Column: Making AI Work in Engineering Research

AI has been bringing dramatic change to many fields, and that includes mechanical engineering research, where it is being used to streamline work and speed up processes—and by extension, accelerate innovation.

Artificial intelligence allows researchers to quickly analyze large amounts of data, perform complex calculations, and search for relevant research. It can be used to automate the writing of code, which makes it easier for researchers to include software-enabled features in new designs.

That capability can also enhance the tools they use in their work. For example, R open-source software is often used to analyze statistics, but writing the code for R queries can be difficult and time-consuming. “AI tools can write R very quickly and very accurately,” said Robert Marchini, strategy manager at ASME. “That can save several days of having to write and debug R code.”

AI is also being used to enhance other engineering tools, including simulation programs, design applications, and digital twins.

In short, AI is proving to be a powerful tool for researchers. But its use creates potential problems on several fronts. Researchers need to take steps to address those issues—or they run the risk of causing problems, rather than driving innovation, with their efforts.
 

Avoiding the pitfalls

AI is not infallible. It can make mistakes that lead to anything from flawed research publications to dangerous engineering designs. And the result could be legal and safety problems, eroded trust, and, ultimately, ethical issues for engineers, who have a fundamental responsibility to avoid doing harm to people and society.
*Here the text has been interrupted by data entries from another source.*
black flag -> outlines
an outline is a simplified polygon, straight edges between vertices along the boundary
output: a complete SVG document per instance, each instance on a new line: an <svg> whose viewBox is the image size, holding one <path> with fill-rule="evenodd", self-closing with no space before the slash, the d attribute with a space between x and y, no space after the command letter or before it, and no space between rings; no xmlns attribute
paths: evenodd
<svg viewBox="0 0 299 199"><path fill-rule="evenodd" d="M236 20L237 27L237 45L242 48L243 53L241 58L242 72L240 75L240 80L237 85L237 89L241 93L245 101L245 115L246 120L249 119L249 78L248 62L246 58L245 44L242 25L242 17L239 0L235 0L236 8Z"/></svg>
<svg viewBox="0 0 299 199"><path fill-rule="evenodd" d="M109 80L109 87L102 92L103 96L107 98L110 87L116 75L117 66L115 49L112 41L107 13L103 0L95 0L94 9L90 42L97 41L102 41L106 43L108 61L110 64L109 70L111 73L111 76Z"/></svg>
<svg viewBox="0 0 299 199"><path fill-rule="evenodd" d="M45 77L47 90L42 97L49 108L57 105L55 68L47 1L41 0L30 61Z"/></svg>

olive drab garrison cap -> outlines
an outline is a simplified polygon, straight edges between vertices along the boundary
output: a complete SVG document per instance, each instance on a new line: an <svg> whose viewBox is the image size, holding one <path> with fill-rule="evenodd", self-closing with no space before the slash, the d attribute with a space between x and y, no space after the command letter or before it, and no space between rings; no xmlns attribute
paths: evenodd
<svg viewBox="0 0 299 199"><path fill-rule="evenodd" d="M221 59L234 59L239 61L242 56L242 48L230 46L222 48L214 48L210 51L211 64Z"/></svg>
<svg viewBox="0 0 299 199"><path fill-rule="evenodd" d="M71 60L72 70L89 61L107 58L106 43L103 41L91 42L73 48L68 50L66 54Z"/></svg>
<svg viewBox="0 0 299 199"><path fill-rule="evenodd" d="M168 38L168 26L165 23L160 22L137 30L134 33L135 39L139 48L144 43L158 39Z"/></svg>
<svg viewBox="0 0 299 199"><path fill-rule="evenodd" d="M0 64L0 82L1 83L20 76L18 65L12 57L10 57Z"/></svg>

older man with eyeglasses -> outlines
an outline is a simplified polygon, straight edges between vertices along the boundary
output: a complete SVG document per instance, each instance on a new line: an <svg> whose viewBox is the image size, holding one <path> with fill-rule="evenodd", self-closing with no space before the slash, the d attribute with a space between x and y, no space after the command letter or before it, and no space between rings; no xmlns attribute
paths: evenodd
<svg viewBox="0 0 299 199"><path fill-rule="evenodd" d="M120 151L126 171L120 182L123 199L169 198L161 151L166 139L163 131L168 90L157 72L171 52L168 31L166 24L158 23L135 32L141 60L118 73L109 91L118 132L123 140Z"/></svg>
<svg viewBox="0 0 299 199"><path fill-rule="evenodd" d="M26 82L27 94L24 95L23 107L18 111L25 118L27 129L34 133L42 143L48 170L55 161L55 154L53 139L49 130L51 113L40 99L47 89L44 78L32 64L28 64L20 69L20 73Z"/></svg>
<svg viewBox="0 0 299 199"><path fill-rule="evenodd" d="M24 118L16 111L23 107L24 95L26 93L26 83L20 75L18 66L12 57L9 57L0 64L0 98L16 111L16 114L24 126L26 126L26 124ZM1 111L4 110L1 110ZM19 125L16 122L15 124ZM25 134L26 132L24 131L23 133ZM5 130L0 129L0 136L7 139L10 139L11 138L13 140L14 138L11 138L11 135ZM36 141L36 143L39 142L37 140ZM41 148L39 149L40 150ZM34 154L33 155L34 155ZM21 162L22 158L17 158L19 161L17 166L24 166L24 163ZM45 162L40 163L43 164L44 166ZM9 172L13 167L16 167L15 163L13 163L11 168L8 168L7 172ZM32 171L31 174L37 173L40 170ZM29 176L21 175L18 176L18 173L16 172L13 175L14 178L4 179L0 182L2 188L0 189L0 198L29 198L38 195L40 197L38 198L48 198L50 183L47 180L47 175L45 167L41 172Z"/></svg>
The key to the safe and effective use of AI is strong governance of the technology. The appropriate level of governance and the nature of AI policies will depend on the specific organization’s situation. But there are several key areas of risk that should be considered.
 

Bias and data integrity

AI is only as good as the data it uses to develop recommendations. But datasets might be inaccurate, out of date, or so incomplete that they don’t reflect the real situation. These issues can lead to erroneous results or biased recommendations that can be ineffective or harmful.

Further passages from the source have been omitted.